- Optimal Workshop

advertisement
Tree testing: a quick way to evaluate your IA
Dave O’Brien, Optimal Usability (Wellington, New Zealand)
Abstract
A big part of information architecture is organisation – creating the structure of a
site. For most sites – particularly large ones – this means creating a hierarchical “tree”
of topics.
But to date, the IA community hasn’t found an effective, simple technique (or tool) to
test site structures. The most common method used – closed card sorting – is neither
widespread nor particularly suited to this task.
Some years ago, Donna Spencer pioneered a simple paper-based technique to test
trees of topics. Recent refinements to that method, some made possible by online
experimentation, have now made “tree testing” more effective and agile.
This article describes the current state of tree testing, a web tool for automating it,
and what we’ve learned from running tree tests to improve IAs for several large sites.
Callout quote - “Getting to the right page within a website or intranet is the inevitable
prerequisite to getting anything done.” Jakob Nielsen
Introduction
Some time ago, we were working on an information-architecture project for a large
government client here in Wellington. It was a classic IA situation – their current
site’s structure (the hierarchical “tree” of topics) was a mess, they knew they had
outgrown it, and they wanted to start fresh.
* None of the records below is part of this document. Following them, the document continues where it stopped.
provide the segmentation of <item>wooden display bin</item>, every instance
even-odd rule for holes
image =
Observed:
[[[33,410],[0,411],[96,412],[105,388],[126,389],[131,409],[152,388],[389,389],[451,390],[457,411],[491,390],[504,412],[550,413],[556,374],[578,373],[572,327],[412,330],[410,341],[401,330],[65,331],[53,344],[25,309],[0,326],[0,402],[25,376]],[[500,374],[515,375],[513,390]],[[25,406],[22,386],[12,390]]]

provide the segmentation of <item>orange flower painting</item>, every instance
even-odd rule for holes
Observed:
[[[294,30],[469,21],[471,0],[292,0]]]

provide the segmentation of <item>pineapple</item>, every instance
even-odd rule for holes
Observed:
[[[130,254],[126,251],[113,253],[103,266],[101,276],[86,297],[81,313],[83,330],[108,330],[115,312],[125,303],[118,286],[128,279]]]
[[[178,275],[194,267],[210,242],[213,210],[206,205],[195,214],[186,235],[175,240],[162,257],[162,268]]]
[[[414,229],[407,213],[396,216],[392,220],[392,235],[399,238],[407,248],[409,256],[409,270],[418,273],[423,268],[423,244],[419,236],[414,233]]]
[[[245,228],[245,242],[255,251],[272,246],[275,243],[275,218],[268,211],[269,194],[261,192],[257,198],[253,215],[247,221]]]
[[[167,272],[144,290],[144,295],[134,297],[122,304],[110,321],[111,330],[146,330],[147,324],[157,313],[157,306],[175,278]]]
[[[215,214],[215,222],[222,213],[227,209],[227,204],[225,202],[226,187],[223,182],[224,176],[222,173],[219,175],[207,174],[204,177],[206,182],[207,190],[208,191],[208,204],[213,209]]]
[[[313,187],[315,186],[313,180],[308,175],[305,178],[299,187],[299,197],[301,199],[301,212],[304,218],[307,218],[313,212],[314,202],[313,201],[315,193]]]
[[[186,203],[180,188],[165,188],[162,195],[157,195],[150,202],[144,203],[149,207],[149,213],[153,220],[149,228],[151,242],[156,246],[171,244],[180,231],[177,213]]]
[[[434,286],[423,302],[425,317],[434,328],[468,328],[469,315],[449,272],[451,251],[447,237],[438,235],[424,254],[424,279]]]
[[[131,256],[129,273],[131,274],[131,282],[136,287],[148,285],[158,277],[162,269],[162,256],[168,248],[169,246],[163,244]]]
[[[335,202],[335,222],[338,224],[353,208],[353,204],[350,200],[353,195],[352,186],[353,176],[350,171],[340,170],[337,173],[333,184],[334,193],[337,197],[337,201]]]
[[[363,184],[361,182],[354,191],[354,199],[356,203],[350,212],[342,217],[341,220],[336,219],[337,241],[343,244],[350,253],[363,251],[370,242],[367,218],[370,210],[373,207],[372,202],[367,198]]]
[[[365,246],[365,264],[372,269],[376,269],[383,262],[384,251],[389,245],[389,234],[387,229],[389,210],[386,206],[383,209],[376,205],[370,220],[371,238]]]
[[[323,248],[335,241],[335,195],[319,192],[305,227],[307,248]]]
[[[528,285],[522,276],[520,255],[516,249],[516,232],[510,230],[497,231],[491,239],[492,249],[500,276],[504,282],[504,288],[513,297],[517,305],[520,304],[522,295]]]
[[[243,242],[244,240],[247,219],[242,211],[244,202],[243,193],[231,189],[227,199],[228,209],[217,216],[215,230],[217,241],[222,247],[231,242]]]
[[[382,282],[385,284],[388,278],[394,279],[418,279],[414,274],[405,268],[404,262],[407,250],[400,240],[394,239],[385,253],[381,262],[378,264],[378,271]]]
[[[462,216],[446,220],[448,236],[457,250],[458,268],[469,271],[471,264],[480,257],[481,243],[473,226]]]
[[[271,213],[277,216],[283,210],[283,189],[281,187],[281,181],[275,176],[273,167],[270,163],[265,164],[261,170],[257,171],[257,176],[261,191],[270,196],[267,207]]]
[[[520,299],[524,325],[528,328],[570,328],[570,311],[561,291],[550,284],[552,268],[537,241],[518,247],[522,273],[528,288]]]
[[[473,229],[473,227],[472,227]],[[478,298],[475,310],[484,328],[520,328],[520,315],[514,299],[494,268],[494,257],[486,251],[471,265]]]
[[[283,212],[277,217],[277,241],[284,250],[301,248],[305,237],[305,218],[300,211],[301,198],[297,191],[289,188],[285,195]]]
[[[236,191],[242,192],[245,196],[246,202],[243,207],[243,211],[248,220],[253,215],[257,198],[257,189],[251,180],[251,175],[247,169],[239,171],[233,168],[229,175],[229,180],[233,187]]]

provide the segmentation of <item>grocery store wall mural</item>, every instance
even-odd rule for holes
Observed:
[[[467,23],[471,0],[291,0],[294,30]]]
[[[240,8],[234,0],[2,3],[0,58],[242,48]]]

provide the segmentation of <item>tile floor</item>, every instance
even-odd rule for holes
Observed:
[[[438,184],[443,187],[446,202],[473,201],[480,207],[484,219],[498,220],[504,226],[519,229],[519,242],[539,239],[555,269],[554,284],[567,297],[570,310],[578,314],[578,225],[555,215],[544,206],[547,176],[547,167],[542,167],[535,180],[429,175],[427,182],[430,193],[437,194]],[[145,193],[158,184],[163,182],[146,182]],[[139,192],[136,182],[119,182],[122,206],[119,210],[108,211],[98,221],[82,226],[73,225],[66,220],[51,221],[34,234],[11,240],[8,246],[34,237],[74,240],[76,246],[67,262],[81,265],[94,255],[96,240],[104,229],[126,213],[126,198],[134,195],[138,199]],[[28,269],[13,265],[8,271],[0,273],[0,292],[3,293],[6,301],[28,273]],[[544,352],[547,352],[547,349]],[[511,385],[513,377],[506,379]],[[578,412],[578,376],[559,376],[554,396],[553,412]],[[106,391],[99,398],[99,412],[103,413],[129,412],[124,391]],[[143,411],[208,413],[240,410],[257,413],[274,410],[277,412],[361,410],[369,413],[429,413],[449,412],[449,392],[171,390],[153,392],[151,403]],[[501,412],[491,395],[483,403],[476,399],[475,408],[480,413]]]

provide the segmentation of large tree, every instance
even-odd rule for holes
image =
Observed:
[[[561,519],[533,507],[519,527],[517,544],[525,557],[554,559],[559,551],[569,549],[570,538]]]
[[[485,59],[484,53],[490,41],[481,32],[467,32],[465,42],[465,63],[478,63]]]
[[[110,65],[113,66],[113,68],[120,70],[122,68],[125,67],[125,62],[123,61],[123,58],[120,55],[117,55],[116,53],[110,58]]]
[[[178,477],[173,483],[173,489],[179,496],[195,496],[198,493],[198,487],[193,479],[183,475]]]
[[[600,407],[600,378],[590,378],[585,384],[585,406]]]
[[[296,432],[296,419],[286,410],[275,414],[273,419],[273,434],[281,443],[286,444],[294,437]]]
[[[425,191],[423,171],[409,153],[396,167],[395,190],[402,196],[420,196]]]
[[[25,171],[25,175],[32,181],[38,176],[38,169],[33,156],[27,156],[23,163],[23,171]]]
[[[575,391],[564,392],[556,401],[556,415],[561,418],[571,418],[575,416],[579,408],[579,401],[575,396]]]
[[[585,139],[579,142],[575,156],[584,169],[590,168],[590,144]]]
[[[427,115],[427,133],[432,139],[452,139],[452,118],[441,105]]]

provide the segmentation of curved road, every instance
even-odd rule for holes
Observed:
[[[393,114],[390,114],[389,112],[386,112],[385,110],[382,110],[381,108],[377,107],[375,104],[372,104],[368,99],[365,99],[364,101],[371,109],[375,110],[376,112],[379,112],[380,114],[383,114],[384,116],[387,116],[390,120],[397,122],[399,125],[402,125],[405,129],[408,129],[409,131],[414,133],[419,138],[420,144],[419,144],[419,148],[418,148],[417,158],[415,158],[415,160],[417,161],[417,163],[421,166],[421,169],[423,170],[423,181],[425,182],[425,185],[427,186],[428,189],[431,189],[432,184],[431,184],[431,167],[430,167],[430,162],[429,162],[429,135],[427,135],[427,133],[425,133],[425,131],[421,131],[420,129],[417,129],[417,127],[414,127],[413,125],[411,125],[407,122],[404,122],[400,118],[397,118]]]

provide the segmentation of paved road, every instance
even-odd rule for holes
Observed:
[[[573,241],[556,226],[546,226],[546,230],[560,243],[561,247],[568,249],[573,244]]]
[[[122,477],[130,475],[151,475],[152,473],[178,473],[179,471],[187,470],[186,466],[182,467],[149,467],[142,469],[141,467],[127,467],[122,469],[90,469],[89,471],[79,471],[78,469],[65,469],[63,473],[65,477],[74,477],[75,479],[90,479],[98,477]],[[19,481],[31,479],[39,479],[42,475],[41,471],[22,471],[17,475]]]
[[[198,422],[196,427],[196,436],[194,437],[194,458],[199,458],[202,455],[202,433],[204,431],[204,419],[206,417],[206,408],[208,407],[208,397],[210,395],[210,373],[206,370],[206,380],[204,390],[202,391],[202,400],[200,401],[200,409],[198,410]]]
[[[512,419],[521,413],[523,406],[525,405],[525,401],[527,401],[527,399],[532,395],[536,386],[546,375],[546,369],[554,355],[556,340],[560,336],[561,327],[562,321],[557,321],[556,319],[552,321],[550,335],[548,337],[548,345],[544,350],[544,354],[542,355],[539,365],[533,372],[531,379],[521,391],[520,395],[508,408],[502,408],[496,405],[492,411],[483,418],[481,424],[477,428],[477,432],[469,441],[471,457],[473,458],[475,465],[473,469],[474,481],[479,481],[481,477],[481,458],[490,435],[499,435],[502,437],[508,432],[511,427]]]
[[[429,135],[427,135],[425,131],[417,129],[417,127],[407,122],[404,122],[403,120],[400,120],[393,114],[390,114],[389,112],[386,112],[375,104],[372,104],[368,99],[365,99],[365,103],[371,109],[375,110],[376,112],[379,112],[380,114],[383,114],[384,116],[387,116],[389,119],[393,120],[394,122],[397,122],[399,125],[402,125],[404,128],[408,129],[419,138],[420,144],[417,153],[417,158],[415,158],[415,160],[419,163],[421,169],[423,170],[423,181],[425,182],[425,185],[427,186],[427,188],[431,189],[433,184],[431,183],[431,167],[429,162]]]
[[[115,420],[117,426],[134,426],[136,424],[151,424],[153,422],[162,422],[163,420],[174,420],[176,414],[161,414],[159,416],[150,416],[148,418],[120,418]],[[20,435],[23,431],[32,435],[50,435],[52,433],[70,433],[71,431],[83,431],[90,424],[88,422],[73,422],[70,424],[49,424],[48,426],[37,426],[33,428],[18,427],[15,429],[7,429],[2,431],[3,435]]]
We jumped in and did some research, including card-sorting exercises with various
user groups. We’ve always found card sorts (in person or online) to be a great way to
generate ideas for a new IA.
Brainstorming sessions followed, and we worked with the client to come up with
several possible new site trees. But were they better than the old one? And which new
one was best? After a certain amount of debate, it became clear that debate wasn’t the
way to decide. We needed some real data – data from users. And, like all projects,
we needed it quickly.
What kind of data? At this early stage, we weren’t concerned with visual design or
navigation methods; we just wanted to test organisation – specifically, findability and
labeling. We wanted to know:
o Could users successfully find particular items in the tree?
o Could they find those items directly, without having to backtrack?
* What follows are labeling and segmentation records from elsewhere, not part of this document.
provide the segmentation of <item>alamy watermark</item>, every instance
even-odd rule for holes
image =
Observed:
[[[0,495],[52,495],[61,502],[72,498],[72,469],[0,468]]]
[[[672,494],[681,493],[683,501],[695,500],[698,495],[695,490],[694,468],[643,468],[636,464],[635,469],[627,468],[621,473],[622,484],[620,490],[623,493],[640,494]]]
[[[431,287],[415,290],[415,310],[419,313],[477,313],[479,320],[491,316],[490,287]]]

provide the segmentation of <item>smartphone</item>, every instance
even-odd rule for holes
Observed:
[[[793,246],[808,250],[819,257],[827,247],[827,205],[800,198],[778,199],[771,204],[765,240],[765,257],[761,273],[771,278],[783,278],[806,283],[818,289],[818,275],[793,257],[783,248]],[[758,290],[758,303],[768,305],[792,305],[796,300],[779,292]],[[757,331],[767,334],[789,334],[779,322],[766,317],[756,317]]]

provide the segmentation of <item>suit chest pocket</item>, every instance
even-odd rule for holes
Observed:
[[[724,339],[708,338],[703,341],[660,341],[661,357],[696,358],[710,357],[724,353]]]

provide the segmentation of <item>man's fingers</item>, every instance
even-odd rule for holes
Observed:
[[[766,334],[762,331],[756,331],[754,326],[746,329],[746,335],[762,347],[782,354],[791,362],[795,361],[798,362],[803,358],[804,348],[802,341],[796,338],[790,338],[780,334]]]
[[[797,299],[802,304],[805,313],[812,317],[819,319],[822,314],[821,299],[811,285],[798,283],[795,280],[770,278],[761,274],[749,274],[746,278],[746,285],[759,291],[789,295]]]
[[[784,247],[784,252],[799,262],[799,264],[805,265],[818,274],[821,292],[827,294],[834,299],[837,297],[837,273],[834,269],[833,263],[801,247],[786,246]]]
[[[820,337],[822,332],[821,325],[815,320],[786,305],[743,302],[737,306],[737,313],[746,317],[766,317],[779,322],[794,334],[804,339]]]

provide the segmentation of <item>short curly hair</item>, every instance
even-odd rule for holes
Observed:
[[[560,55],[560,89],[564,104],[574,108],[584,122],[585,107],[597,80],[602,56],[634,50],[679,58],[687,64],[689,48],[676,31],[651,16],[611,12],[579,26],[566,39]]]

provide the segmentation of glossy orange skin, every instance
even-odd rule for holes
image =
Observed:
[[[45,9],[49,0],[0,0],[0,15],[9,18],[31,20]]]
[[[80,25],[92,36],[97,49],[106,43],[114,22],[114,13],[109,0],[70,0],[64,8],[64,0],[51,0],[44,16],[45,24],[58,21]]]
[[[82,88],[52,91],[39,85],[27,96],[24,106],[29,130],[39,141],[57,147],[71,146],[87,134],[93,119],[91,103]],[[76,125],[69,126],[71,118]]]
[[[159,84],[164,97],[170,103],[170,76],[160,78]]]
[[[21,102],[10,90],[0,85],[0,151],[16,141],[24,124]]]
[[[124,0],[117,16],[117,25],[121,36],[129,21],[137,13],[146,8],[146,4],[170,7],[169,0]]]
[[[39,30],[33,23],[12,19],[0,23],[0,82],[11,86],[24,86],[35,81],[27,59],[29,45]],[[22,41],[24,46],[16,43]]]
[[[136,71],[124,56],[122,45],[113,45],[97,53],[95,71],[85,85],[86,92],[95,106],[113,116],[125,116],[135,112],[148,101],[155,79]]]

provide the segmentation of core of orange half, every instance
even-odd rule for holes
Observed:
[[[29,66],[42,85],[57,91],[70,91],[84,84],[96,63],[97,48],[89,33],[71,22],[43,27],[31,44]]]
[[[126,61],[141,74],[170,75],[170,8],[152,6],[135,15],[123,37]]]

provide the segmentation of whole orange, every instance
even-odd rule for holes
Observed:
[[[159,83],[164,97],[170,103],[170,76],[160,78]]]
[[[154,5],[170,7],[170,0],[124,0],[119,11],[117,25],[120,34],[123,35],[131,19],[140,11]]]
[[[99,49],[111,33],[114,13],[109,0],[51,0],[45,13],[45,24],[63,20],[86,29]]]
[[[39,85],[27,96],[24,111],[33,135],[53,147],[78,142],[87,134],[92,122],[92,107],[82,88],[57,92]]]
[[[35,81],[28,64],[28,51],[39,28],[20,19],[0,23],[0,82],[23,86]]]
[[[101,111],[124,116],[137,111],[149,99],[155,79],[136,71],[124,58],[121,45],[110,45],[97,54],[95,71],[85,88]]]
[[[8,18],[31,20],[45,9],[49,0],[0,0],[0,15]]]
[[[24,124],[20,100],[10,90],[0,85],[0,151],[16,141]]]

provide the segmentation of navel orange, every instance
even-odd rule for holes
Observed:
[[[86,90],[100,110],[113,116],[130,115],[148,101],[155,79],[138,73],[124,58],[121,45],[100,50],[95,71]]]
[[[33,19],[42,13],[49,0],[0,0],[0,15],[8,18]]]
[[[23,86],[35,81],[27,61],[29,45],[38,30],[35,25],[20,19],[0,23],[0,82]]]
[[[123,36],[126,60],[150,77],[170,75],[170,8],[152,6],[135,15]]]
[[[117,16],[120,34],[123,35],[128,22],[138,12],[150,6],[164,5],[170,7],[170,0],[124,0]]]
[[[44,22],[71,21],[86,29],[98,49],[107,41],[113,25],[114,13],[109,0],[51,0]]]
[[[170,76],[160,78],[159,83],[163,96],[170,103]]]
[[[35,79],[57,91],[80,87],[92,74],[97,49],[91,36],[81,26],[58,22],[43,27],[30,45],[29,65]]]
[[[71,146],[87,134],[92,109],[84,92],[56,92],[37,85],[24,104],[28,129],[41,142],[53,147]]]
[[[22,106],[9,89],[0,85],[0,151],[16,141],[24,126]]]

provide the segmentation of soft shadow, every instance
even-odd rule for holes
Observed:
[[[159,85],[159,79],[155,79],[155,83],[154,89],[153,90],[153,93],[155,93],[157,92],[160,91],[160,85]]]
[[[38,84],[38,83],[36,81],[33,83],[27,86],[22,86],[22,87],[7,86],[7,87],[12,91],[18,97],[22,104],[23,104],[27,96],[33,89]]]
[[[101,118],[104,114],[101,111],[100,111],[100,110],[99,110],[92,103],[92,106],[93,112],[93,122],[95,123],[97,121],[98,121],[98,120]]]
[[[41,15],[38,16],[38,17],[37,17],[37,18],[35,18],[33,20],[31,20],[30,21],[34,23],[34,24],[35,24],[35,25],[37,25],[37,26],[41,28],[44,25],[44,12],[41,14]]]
o Could they choose between topics quickly, without having to think too much
(the Krug Test1)?
o Overall, which parts of the tree worked well, and which fell down?
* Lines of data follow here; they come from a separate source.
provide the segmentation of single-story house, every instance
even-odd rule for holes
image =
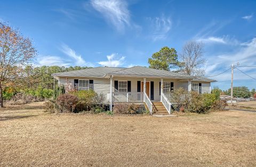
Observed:
[[[152,114],[170,114],[172,92],[182,87],[210,93],[214,80],[143,66],[98,67],[52,74],[59,85],[69,84],[78,90],[92,89],[103,94],[110,110],[116,103],[144,104]]]

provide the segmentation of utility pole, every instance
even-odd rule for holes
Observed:
[[[231,105],[233,105],[233,73],[234,68],[233,64],[231,65]]]

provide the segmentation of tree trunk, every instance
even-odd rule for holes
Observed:
[[[0,86],[0,108],[4,107],[4,98],[3,97],[3,88]]]

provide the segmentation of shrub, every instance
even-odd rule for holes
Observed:
[[[10,100],[15,94],[15,90],[12,88],[6,88],[3,90],[3,97],[4,100]]]
[[[46,101],[44,102],[44,108],[46,112],[52,113],[58,112],[58,110],[56,110],[57,108],[54,106],[54,103],[52,102]]]
[[[122,103],[116,104],[114,106],[113,111],[117,114],[134,114],[140,113],[139,105],[134,104]]]
[[[172,102],[175,104],[177,111],[205,113],[214,106],[218,108],[221,107],[219,106],[221,103],[216,102],[220,93],[218,90],[214,92],[215,93],[201,94],[179,88],[174,90]]]
[[[52,97],[53,95],[53,90],[44,89],[43,89],[43,97],[45,98],[50,98]]]
[[[184,106],[185,111],[198,113],[206,113],[208,111],[207,108],[205,107],[202,94],[191,91],[189,95],[190,95],[189,102],[187,106]]]
[[[113,115],[113,114],[114,114],[114,112],[113,112],[113,111],[107,111],[106,112],[106,114],[107,115]]]
[[[62,112],[72,112],[78,102],[78,98],[73,95],[62,94],[58,97],[57,103]]]
[[[172,102],[175,104],[176,110],[186,106],[189,103],[189,92],[182,88],[174,89],[173,91]]]
[[[211,109],[212,110],[223,110],[227,106],[227,102],[225,99],[218,99],[213,103]]]
[[[90,111],[94,103],[93,98],[97,94],[92,90],[75,90],[70,93],[76,96],[78,98],[76,105],[77,111]]]
[[[217,101],[218,96],[214,94],[203,94],[202,95],[203,96],[204,106],[207,110],[210,110]]]

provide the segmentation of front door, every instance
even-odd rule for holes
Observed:
[[[150,90],[150,87],[149,87],[149,81],[146,81],[146,93],[147,94],[147,95],[148,95],[148,97],[149,98],[150,98],[150,94],[149,94],[149,91]],[[142,81],[141,82],[141,92],[144,91],[144,82]]]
Not only did we want to test each proposed tree, we wanted to test them against each
other, so we could pick the best ideas from each.
And finally, we needed to test the proposed trees against the existing tree. After all,
we hadn’t just contracted to deliver a different IA – we had promised a better IA, and
we needed a quantifiable way to prove it.
The problem
This, then, was our IA challenge:
o getting objective data on the relative effectiveness of several tree
structures, and
o getting it done quickly, without having to build the actual site first.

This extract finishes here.